O Ebitda também é um indicador bastante utilizado, tanto pelo mercado, quanto pelos administradores para a avaliação do desempenho operacional das empresas. Porém, assim como o lucro líquido, o Ebitda despreza muitos itens que evidenciam aspectos relevantes da gestão, tais como capital de giro e investimentos. Ou seja, o Ebitda pode crescer ao longo do tempo em função apenas de maiores investimentos, mesmo que os retornos obtidos sejam inferiores ao custo de oportunidade.

Alguns argumentam que o fluxo de caixa livre é a medida definitiva de criação de valor, uma vez que, conforme a teoria econômica, o valor justo de uma empresa depende da expectativa de geração de fluxos de caixa livre no longo prazo. Apesar de ser considerado um avanço em relação ao Ebitda, o fluxo de caixa não leva em conta o risco inerente ao negócio e também não atrela temporalmente o ônus dos investimentos com seus benefícios. Em poucas palavras, um fluxo de caixa negativo não significa necessariamente mau desempenho.

Tal situação pode ser muito bem exemplificada pelo caso da cadeia de lojas de varejo Wal-Mart, atualmente o maior varejista do planeta, com receitas da ordem de US$380 bilhões em 2008. Durante anos, principalmente na década de 80, período no qual o faturamento passou de US$1,6 bilhão para US$ 32,6 bilhões, um crescimento médio anual de 35%, o Wal-Mart apresentou fluxos de caixa livres consistentemente e consideravelmente negativos, apesar da valorização de suas ações. Como explicar essa contradição? No caso do Wal-Mart, os fluxos de caixa negativos foram resultados de um gigantesco plano de investimentos em oportunidades com retornos acima do custo de capital, portanto, geradoras de valor.

Observa-se, assim, que a definição de uma métrica interna para mensurar a criação de valor para o acionista não é tarefa trivial. Nesse sentido, na década de 80, a Stern Stewart desenvolveu o conceito EVA®, que sistematiza a aplicação da antiga noção do lucro residual. Ou seja, para que o investidor obtenha uma taxa de retorno adequada, o retorno deve ser grande o suficiente para que, no mínimo, compense o risco do capital investido no longo prazo. Matematicamente, o EVA® é o resultado operacional após impostos subtraído de um encargo de capital, que é todo o capital líquido investido, multiplicado pela taxa ponderada entre custo de capital próprio e de terceiros. O fato de haver uma melhoria da medida de EVA® de um período para outro significa geração de valor ao acionista.

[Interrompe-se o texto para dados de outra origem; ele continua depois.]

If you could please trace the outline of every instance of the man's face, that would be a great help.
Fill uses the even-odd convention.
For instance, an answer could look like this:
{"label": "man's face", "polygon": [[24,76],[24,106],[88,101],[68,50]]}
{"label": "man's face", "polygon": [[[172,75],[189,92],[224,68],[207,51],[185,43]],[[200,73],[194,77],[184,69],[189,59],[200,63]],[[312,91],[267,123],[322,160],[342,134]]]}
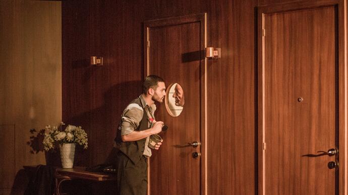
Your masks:
{"label": "man's face", "polygon": [[174,89],[173,98],[175,99],[175,105],[177,106],[184,106],[185,98],[184,97],[184,90],[181,86],[177,84]]}
{"label": "man's face", "polygon": [[152,95],[152,101],[161,103],[165,96],[165,84],[163,82],[158,82],[157,88],[154,90]]}

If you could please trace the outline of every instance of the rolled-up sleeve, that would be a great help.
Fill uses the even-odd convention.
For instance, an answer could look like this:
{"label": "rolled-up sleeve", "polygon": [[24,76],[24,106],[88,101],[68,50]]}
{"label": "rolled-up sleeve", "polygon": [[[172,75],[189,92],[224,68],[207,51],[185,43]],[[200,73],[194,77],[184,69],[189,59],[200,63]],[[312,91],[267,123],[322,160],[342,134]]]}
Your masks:
{"label": "rolled-up sleeve", "polygon": [[144,110],[137,104],[131,104],[122,114],[121,135],[127,135],[138,128],[143,118]]}

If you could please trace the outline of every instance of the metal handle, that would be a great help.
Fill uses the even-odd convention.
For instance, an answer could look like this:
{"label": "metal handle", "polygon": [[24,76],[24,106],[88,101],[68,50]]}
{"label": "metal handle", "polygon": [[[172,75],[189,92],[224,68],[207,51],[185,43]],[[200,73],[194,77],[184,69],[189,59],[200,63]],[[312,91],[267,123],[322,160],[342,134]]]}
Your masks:
{"label": "metal handle", "polygon": [[196,148],[197,146],[201,145],[201,143],[197,141],[194,141],[192,143],[188,143],[188,144],[194,148]]}
{"label": "metal handle", "polygon": [[192,153],[192,157],[193,158],[197,158],[201,156],[201,153],[199,152],[194,152]]}
{"label": "metal handle", "polygon": [[335,161],[330,161],[327,163],[327,167],[330,169],[338,168],[338,163]]}
{"label": "metal handle", "polygon": [[327,151],[327,155],[329,156],[334,156],[338,153],[338,150],[336,148],[331,148]]}

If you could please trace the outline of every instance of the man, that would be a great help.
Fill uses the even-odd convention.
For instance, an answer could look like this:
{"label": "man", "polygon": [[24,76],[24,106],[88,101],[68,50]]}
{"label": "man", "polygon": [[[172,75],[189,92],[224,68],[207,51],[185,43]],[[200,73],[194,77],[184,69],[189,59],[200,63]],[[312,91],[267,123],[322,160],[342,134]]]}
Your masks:
{"label": "man", "polygon": [[[164,126],[163,122],[154,119],[155,103],[162,103],[165,96],[163,79],[148,76],[143,82],[142,94],[124,111],[115,139],[120,149],[116,158],[120,194],[146,194],[147,158],[151,156],[149,137],[160,132]],[[158,150],[161,144],[157,144],[155,149]]]}

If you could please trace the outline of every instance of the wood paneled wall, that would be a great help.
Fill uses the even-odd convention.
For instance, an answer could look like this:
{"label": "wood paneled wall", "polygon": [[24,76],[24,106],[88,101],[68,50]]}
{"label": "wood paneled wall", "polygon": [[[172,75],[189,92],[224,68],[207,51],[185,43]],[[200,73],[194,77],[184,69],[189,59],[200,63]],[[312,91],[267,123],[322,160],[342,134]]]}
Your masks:
{"label": "wood paneled wall", "polygon": [[[257,0],[63,1],[63,116],[82,126],[89,148],[75,165],[103,162],[125,106],[140,92],[143,22],[207,13],[208,194],[255,192]],[[91,56],[103,66],[89,65]],[[163,68],[165,68],[163,65]]]}
{"label": "wood paneled wall", "polygon": [[21,194],[23,166],[46,163],[30,129],[62,120],[61,24],[60,2],[0,1],[0,194]]}

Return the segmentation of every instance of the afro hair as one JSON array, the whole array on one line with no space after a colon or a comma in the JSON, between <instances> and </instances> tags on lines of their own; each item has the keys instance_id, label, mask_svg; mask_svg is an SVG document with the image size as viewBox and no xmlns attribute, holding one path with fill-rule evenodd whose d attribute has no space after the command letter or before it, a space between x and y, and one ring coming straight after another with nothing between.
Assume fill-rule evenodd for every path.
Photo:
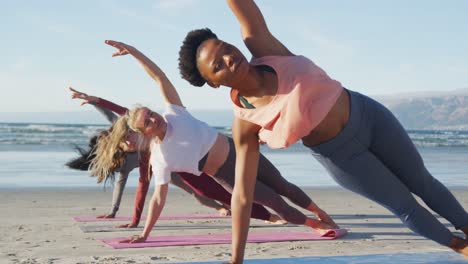
<instances>
[{"instance_id":1,"label":"afro hair","mask_svg":"<svg viewBox=\"0 0 468 264\"><path fill-rule=\"evenodd\" d=\"M179 71L183 79L194 86L201 87L206 80L197 68L197 53L200 45L208 39L218 39L209 28L190 31L179 50Z\"/></svg>"}]
</instances>

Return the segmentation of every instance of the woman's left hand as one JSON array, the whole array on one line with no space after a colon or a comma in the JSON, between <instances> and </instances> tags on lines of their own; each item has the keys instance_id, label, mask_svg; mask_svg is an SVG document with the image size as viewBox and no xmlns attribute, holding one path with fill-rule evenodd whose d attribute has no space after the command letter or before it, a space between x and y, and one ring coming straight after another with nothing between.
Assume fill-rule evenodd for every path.
<instances>
[{"instance_id":1,"label":"woman's left hand","mask_svg":"<svg viewBox=\"0 0 468 264\"><path fill-rule=\"evenodd\" d=\"M133 244L133 243L143 243L145 241L146 241L146 238L143 236L133 236L129 239L120 240L119 243Z\"/></svg>"},{"instance_id":2,"label":"woman's left hand","mask_svg":"<svg viewBox=\"0 0 468 264\"><path fill-rule=\"evenodd\" d=\"M323 211L322 209L319 209L317 212L316 212L316 216L317 218L330 225L332 227L332 229L339 229L340 227L335 223L335 221L333 221L333 219L327 214L325 213L325 211Z\"/></svg>"},{"instance_id":3,"label":"woman's left hand","mask_svg":"<svg viewBox=\"0 0 468 264\"><path fill-rule=\"evenodd\" d=\"M124 55L130 54L131 51L135 49L134 47L132 47L130 45L127 45L127 44L125 44L123 42L118 42L118 41L114 41L114 40L106 40L104 42L107 45L118 49L118 51L112 53L112 57L124 56Z\"/></svg>"}]
</instances>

O EVA® é, portanto, uma métrica interna que pode ser usada como ferramenta de gestão e como medida de resultado para as decisões operacionais, independente do humor dos mercados, sempre visando a adicionar valor ao negócio.

Diferentemente do cálculo do fluxo de caixa, no qual os fluxos de investimentos são deduzidos do caixa gerado pela operação no momento em que ocorrem, no cálculo do EVA® o custo do capital investido é diferido no longo prazo, acompanhando o benefício gerado pelo investimento. Ainda assim, quando descontados a valor presente, tanto o fluxo de caixa livre como o EVA® resultam no mesmo valor. Além dessa identidade matemática, o EVA® oferece aos administradores a vantagem de possibilitar a mensuração e a análise do desempenho da empresa período a período.

É natural que, no longo prazo, o valor das ações e o resultado do EVA® gerado tendam a convergir. Porém, enquanto o valor das ações possui alta volatilidade, devido a fatores conjunturais, o EVA® é uma medida mais consistente e reflete os resultados entregues pela gestão na condução dos negócios.

A premiação dos executivos deve estar alinhada à criação de valor de longo prazo. Incentivos incorretos podem levá-los a cometer ações que vão de encontro aos interesses dos acionistas, gerando resultados desastrosos para a companhia. E, por isso, principalmente em momentos de crise, os gestores não devem tomar decisões buscando resultados somente de curto prazo, seja por meio da maximização do fluxo de caixa, seja por meio da formação um grande “colchão” de liquidez, muito acima das necessidades estratégicas do negócio. A atitude sensata é de sempre, mesmo em meio a crises, buscar investimentos que remunerem o custo de capital ou liberar ativos com retornos abaixo do dele. Resumindo, o objetivo, em qualquer momento, tanto de acionistas como de executivos, deve ser o de maximizar o EVA® e adicionar valor ao negócio.